The workload is likely to put a strain on resources, but if Sainivalati Vunibola can manage it, everyone else should be able to.
The towering Fiji forward is playing his second world series tournament this weekend, six days after making his international sporting debut aged 39.
As Fiji started their bid to recapture their glorious past, they called up someone who is old enough to remember it well, and summoned Vunibola, a farmer, from his village to travel to Australia for the Gold Coast sevens.
"A 39 year old in Fiji is like a 29 year old anywhere else," Etuate Waqa, Fiji's assistant coach said yesterday.
"That guy has been involved in rugby for the last 30 years.
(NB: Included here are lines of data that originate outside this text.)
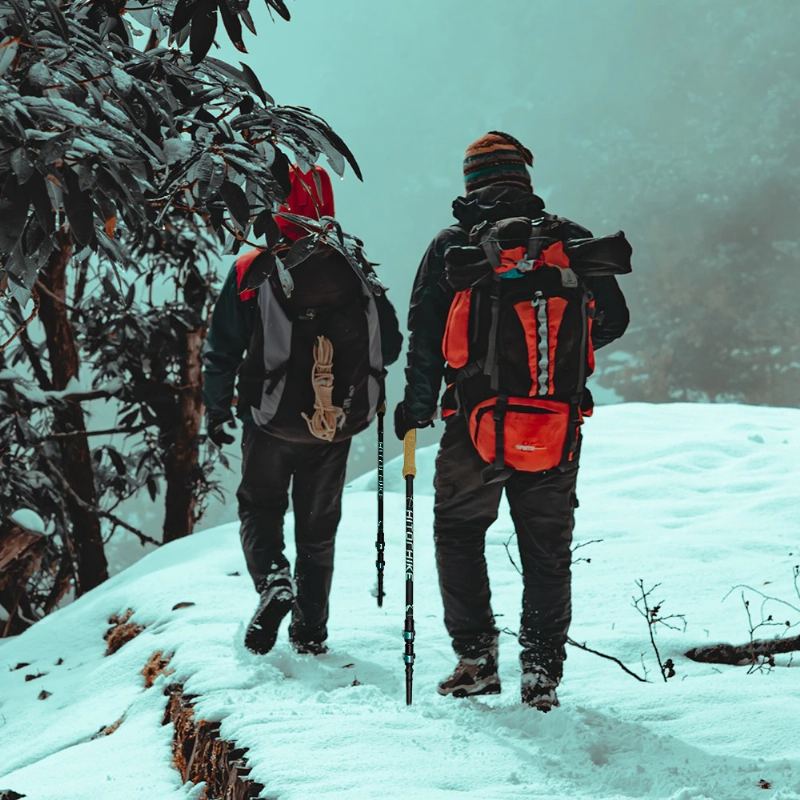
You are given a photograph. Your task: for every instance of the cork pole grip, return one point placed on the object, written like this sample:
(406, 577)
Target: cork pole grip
(409, 445)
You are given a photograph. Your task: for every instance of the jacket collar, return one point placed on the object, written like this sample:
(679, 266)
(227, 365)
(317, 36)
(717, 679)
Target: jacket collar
(496, 202)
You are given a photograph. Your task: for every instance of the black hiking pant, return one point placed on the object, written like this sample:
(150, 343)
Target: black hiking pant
(316, 473)
(542, 508)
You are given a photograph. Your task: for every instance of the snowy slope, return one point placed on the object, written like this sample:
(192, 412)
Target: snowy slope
(696, 498)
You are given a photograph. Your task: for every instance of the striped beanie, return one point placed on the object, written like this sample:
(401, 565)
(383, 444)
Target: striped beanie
(497, 157)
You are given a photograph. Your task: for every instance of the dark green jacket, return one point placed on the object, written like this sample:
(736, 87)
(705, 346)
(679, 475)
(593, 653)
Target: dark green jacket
(232, 325)
(432, 295)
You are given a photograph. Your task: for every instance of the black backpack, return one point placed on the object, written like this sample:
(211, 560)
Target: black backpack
(314, 369)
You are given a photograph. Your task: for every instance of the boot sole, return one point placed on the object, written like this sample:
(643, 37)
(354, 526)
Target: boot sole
(263, 632)
(490, 688)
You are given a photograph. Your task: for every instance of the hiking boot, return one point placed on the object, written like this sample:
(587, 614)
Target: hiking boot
(277, 597)
(309, 648)
(473, 676)
(538, 689)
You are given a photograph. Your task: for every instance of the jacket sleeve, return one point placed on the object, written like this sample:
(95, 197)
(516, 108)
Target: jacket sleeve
(611, 313)
(223, 351)
(391, 338)
(427, 315)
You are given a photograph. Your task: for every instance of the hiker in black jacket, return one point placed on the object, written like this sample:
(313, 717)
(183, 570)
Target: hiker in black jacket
(542, 504)
(297, 425)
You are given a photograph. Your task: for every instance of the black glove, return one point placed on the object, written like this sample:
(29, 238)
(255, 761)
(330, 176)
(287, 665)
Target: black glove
(215, 426)
(403, 423)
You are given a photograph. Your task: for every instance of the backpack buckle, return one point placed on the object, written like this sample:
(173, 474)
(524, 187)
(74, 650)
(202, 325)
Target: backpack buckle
(526, 265)
(569, 280)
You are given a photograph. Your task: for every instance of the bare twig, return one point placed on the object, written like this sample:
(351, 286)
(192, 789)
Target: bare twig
(584, 544)
(652, 617)
(113, 518)
(24, 324)
(107, 432)
(610, 658)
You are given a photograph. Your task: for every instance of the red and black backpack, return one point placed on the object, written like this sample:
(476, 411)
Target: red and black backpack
(518, 339)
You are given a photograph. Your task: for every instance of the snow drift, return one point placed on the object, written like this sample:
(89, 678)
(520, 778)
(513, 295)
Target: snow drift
(698, 499)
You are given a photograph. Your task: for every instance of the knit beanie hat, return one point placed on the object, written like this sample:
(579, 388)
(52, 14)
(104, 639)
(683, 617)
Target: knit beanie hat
(497, 157)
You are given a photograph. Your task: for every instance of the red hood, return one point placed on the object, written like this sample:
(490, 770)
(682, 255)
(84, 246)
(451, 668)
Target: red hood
(311, 196)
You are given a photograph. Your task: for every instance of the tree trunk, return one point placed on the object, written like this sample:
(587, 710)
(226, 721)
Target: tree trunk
(182, 454)
(20, 557)
(741, 654)
(76, 461)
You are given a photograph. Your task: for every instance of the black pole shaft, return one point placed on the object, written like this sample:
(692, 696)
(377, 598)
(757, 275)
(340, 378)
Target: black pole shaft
(408, 631)
(380, 543)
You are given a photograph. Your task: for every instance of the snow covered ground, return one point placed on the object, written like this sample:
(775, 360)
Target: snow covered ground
(697, 498)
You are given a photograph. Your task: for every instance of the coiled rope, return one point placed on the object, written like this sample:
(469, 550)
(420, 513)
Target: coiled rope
(327, 417)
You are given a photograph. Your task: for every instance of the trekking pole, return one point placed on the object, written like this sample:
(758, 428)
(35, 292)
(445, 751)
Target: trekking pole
(380, 543)
(409, 472)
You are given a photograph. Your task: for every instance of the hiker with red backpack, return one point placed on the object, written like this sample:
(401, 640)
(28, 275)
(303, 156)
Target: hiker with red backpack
(508, 306)
(308, 329)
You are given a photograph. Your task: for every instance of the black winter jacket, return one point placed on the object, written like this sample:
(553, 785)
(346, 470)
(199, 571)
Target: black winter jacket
(229, 335)
(432, 295)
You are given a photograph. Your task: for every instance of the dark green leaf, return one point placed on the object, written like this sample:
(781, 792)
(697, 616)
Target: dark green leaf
(78, 205)
(117, 461)
(255, 85)
(280, 7)
(21, 164)
(61, 23)
(204, 26)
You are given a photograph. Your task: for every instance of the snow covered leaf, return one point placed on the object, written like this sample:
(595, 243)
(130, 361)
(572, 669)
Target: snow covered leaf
(8, 52)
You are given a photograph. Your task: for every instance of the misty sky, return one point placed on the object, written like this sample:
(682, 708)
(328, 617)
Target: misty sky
(635, 111)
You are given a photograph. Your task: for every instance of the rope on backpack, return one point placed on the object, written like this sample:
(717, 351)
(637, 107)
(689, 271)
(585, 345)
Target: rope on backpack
(327, 417)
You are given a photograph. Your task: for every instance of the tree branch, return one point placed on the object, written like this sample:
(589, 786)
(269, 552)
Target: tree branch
(610, 658)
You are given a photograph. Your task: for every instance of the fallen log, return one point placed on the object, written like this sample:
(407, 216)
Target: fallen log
(200, 754)
(743, 654)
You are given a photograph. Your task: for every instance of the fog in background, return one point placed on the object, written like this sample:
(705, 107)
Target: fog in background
(674, 121)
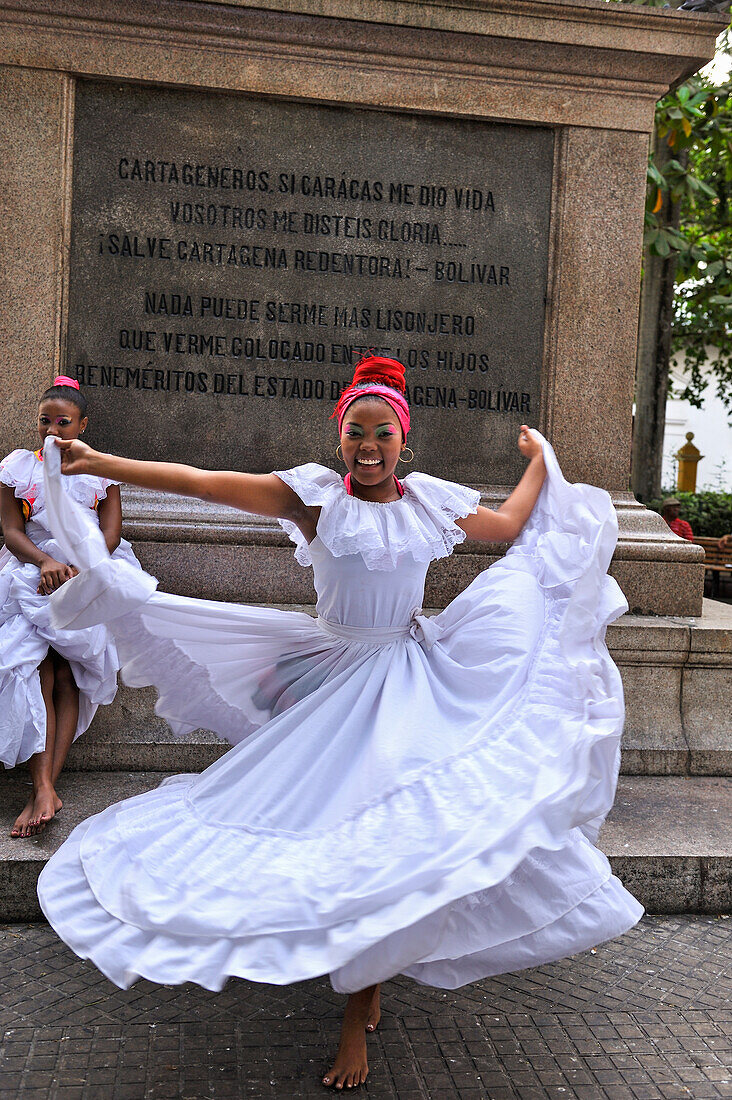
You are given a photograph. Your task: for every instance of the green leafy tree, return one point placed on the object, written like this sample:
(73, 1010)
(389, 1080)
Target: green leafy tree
(686, 298)
(696, 123)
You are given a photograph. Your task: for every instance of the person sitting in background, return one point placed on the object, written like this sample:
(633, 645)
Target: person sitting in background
(670, 514)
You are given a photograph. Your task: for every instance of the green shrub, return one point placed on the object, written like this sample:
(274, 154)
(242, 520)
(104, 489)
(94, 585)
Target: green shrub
(710, 514)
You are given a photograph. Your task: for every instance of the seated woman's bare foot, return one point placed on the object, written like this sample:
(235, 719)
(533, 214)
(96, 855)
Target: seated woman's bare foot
(374, 1010)
(351, 1067)
(23, 820)
(46, 805)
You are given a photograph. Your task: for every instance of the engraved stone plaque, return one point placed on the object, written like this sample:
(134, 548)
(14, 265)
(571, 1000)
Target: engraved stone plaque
(232, 257)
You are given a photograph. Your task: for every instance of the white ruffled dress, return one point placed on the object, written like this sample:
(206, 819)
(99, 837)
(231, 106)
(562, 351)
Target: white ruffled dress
(25, 627)
(405, 794)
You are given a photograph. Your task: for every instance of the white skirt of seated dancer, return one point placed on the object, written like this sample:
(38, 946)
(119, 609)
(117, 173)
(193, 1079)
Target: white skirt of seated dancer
(26, 634)
(405, 794)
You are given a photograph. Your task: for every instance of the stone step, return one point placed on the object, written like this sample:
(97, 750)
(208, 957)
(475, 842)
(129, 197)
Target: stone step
(669, 838)
(677, 673)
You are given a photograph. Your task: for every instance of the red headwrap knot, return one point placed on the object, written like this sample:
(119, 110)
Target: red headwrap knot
(379, 377)
(63, 380)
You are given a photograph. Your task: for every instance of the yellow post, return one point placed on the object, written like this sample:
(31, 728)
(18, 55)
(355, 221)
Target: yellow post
(688, 459)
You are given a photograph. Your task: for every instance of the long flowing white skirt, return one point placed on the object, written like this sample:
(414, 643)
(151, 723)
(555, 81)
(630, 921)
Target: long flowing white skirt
(423, 803)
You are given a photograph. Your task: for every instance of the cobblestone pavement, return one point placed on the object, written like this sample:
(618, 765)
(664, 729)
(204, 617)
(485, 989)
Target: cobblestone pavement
(646, 1016)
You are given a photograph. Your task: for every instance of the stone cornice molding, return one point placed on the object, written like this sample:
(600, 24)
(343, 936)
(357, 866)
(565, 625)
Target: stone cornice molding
(575, 63)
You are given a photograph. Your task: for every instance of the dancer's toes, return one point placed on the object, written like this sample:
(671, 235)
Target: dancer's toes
(46, 805)
(23, 821)
(350, 1067)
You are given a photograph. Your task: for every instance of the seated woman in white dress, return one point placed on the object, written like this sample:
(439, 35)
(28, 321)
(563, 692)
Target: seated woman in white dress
(405, 794)
(51, 681)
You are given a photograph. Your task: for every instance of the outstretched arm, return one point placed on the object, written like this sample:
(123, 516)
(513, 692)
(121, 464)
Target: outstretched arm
(505, 524)
(263, 494)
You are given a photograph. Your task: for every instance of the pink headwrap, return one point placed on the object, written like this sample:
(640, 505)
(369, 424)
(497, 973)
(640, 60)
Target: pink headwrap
(375, 389)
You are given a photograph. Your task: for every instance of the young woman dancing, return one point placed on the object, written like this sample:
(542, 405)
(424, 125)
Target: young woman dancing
(406, 794)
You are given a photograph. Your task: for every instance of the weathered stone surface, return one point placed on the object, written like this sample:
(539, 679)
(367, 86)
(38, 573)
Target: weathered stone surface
(669, 839)
(673, 727)
(250, 251)
(600, 70)
(32, 227)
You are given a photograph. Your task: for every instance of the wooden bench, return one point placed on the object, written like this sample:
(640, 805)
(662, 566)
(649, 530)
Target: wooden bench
(719, 562)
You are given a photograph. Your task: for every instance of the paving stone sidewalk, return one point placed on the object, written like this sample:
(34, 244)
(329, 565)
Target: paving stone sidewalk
(645, 1018)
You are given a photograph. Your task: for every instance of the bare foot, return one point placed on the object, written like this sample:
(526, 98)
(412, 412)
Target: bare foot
(374, 1010)
(46, 805)
(350, 1067)
(23, 820)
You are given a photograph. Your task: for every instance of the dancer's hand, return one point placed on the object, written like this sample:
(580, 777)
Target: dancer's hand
(527, 444)
(76, 458)
(53, 574)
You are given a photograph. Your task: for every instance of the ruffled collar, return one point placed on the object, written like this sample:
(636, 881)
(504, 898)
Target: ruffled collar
(423, 523)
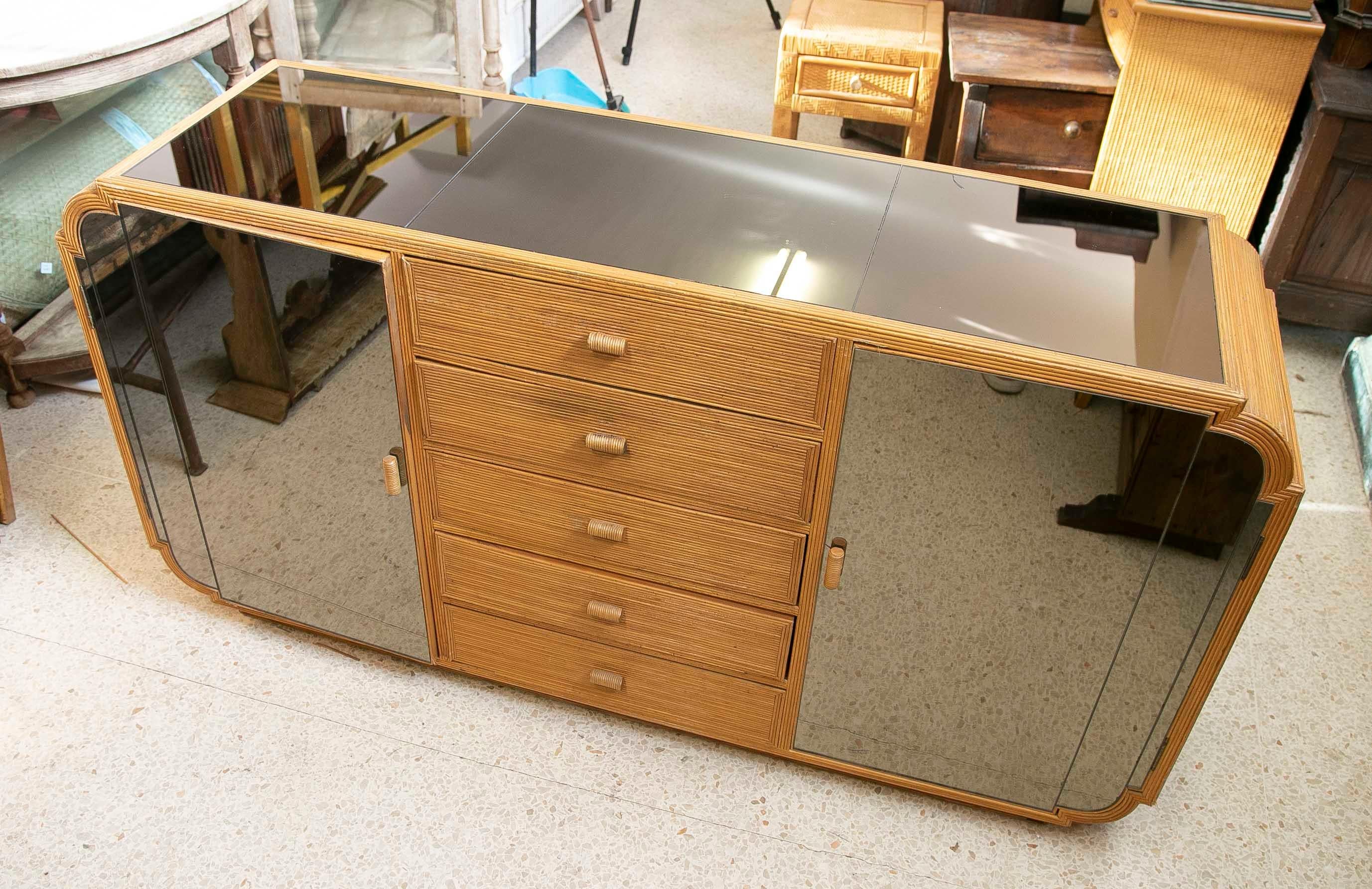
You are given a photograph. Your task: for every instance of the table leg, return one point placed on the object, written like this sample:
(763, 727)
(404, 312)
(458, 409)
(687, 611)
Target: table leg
(785, 123)
(633, 25)
(6, 492)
With all that experience we wanted him in our team, and because of his line-out ability, his rucking ability, and to integrate that with our younger players with the speed and flair they have."
Ben Ryan, the England coach, yesterday said the startlingly late blooming of Vunibola was a good sign for the game, as it was another marker that sevens is no longer seen as merely a development tool but an end in itself.
He said "Thirty can often be seen as a swear word in sport." Maybe 39 is pushing it a little, though. Vunibola, for one, had probably given up waiting for the call to come.
"I always followed him during his rugby career," Waqa said. "He is a faithful rugby man, he is a faithful servant to any coach he plays for.
"I was the one who called him in his village, and asked if he would like to play for the sevens team. He said, 'Yeah, OK.' He is 39, and 39 year olds don't get nervous like 19 year olds."
Waqa oversaw Fiji's rousing success in the opening leg of the series as interim head coach, because Alifereti Dere, the incumbent, was barred from entering Australia due to his military background.
He has handed back the reins for the trip to Dubai, where Fiji know they will have to overcome a New Zealand side intent on revenge after last weekend's final.
Having claimed the Emirates International Trophy more times - six - than anyone else, the New Zealanders know what is required of them in Dubai.
"Fiji played particularly well to win that final after we had beaten them convincingly in the pool match," Gordon Tietjens, the New Zealand coach, said.
"It is the nature of sevens now that any team can make a turnaround like that."